BSO filed the order one day after deputies arrested Zachary Cruz for trespassing at Marjory Stoneman Douglas High School.
The request for the order cites a section in the “Marjory Stoneman Douglas High School Public Safety Act” creating risk protection orders. The bill was signed into law by Florida Governor Rick Scott on March 9 following the deadly shooting.
Under the law, a court can prohibit a violent or mentally ill person from possessing a firearm or other weapon. Law enforcement is able to petition a court to have the person surrender a firearm and prohibit a person from possessing or buying guns.
A Broward County Judge ordered Zachary Cruz to be held on $500,000 bond and have his suburban Lantana home searched for any guns or weapons before he posts bond.
In the order, BSO said they are pursuing the order because “there is a reason to believe [Cruz] has a mental health illness” and is a danger to himself.
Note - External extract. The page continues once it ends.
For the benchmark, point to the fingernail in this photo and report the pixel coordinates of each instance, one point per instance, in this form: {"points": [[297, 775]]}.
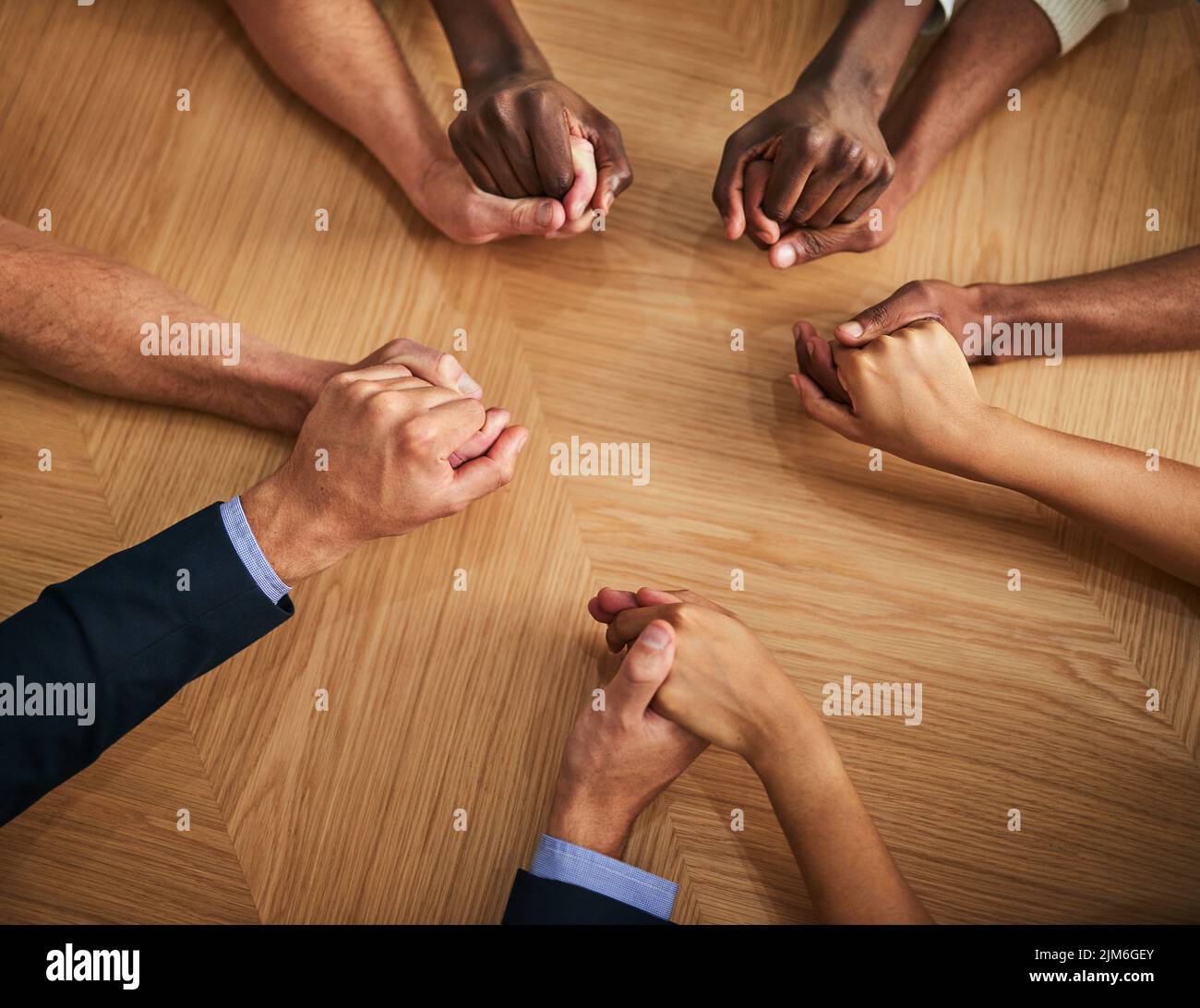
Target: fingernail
{"points": [[654, 637]]}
BSO cited that Zachary Cruz is the brother of Nikolas Cruz, who was indicted on 17 counts of first-degree murder and 17-counts of attempted murder.
Zachary Cruz is accused of passing all locked doors and trespassing at Stoneman Douglas High School to “reflect on the school shooting and to soak it in.”
Cruz was Baker Acted two days after the Parkland shooting after an evaluation determined he was a danger to himself, the order states.
Sheriff’s office records show a pattern of violent and combative behavior by Cruz over the past six years, a deputy wrote in the order.
Cruz is accused of hitting glass doors, turning over furniture, cursing, and threatening and fighting family members.
Court records show BSO is asking a judge to temporarily grant the order until a hearing can be set. If a judge grants the order at a hearing, Cruz would not be able to purchase, possess or receive a firearm or ammunition for 12 months.
"It certainly hasn't been tested in the courts so we'll see if there are ever any challenges to it but in fact, it's certainly well-intentioned in order to make our streets safer," said Michelle Suskauer, WPTV's legal analyst.